Candice Fuego entend poursuivre un hôpital montréalais pour racisme médical.

Consultante en ressources humaines, Candice Fuego a consulté au moins huit médecins pour une douleur insupportable au cou. Cinq lui ont établi un diagnostic mettant en cause ses volumes mammaires, alors trois autres disaient déceler des problèmes de sciatique, au niveau des lombaires.

Mais en réalité et en fin de compte, le cas de Mme Fuego serait d’ordre ostéopathique et pourrait être réglé par de l’acuponcture, ce qu’elle fait actuellement. Avant cela, Candice Fuego a dû se soumettre aux recommandations des médecins et subir une opération de la poitrine.

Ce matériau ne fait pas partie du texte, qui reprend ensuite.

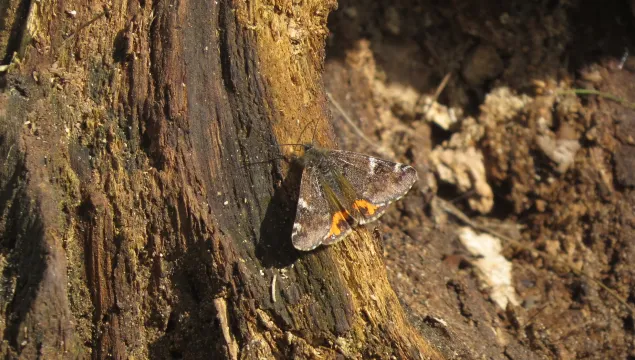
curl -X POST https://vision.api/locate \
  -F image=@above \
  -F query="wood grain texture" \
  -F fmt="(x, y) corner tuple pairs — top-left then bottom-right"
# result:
(0, 0), (448, 359)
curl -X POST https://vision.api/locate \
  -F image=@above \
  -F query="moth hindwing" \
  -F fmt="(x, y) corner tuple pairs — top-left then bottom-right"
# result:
(291, 145), (417, 251)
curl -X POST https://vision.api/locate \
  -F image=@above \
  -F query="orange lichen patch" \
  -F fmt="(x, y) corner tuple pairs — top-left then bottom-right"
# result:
(328, 211), (351, 236)
(353, 200), (379, 216)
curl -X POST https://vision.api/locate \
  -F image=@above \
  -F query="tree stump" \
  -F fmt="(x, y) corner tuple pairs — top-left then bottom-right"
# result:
(0, 0), (443, 359)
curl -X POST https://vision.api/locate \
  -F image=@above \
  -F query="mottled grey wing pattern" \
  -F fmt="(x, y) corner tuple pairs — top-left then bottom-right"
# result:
(329, 150), (417, 206)
(291, 167), (331, 251)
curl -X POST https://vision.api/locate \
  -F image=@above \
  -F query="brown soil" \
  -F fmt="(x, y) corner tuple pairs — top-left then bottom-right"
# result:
(325, 0), (635, 359)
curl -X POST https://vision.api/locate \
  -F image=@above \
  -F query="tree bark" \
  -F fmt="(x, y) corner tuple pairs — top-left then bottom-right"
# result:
(0, 0), (443, 359)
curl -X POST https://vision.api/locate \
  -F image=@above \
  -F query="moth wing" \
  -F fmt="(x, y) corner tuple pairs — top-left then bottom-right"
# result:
(291, 166), (331, 251)
(329, 150), (418, 224)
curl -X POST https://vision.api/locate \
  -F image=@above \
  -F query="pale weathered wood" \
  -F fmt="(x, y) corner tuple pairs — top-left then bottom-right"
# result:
(0, 0), (448, 358)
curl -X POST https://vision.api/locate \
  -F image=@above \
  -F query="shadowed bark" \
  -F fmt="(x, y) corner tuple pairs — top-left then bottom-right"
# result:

«Pourtant, mes seins n’étaient pas super gros comparés à d’autres personnes», note la jeune femme en entrevue avec Métro, lors d’une activité de la Clinique juridique de Saint-Michel (CJSM) sur le «Racisme médical» dans le système québécois de la santé.

L’opération qui s’est mal déroulée. Mme Fuego s’est retrouvée avec une ouverture béante à la poitrine à la suite de l’intervention. Et en consultant son dossier médical, Candice Fuego affirme que le personnel médical de cet hôpital montréalais a fait usage de faux, et qu’elle n’a pas été bien traitée.

Fiche médicale falsifiée?

Ne pourrait-il pas s’agir d’erreurs médicales ou bien d’incompétence dans son cas? «Non», répond la jeune femme sans broncher.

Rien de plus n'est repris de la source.